B.MappedByteBuffer memory mapping size limit: because it consumes virtual memory (non-JVM heap memory), the size is not limited by the-Xmx parameter of JVM, but its size is also limited by OS virtual memory size. Generally speaking, only 1.5 gigabytes of files can be mapped to virtual memory space in user mode at a time, which is why RocketMQ sets a single CommitLog log data file to 1G by default.

c. Other problems with using MappedByteBuffe: high memory usage and uncertain file closure

What are the ways to break through the performance bottleneck?

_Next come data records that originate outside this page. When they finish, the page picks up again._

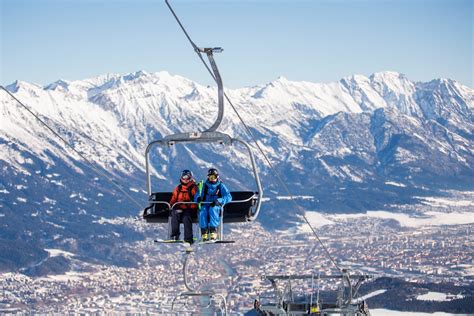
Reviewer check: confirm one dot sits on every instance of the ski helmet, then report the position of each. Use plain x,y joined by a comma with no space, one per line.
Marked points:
186,174
213,174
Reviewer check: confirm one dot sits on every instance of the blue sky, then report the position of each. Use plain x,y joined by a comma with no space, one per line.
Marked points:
318,41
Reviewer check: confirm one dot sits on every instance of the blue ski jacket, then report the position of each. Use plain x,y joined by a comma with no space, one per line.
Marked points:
215,192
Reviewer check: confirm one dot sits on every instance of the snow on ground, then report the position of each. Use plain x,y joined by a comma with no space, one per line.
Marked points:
441,202
372,294
68,276
296,197
438,297
316,219
396,184
428,219
59,252
387,312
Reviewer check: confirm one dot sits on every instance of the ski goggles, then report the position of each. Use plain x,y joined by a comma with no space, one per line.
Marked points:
212,177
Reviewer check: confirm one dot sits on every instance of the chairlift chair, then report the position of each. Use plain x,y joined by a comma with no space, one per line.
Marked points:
245,205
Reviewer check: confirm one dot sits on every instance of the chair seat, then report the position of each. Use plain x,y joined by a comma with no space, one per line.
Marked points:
234,212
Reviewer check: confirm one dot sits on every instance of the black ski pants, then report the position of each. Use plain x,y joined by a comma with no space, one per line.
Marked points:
184,216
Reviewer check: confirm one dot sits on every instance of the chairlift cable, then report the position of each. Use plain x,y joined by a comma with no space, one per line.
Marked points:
72,147
275,172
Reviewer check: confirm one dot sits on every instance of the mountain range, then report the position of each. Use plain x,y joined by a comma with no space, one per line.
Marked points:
358,144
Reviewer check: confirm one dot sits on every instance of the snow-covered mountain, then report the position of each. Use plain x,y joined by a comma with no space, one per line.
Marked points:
359,143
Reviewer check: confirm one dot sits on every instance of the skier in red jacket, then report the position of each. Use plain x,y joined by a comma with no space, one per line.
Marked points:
183,213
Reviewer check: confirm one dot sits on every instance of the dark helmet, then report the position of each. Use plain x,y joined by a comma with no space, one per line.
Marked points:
186,174
213,174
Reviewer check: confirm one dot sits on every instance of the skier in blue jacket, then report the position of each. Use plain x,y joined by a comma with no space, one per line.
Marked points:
215,192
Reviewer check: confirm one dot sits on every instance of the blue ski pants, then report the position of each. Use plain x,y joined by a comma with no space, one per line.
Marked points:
209,216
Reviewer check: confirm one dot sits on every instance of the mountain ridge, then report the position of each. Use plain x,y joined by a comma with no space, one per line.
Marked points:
340,142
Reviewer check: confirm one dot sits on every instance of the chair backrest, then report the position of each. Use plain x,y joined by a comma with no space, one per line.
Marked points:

1. Simple and efficient data structure to improve retrieval speed

two。 Write disk sequentially to avoid out-of-order io competition and improve message storage speed

3. Pre-allocation mechanism to reduce file processing waiting time

4. Depending on pagecache mechanism, messages are read from disk and loaded into cache in batches to improve the reading speed.

5. Memory mapping mechanism reduces the number of copies between kernel states in user state and improves processing efficiency.

After reading the above, do you have any further understanding of how to break through disk performance bottlenecks in terms of RocketMQ message persistence design? If you want to know more knowledge or related content, please follow the industry information channel, thank you for your support.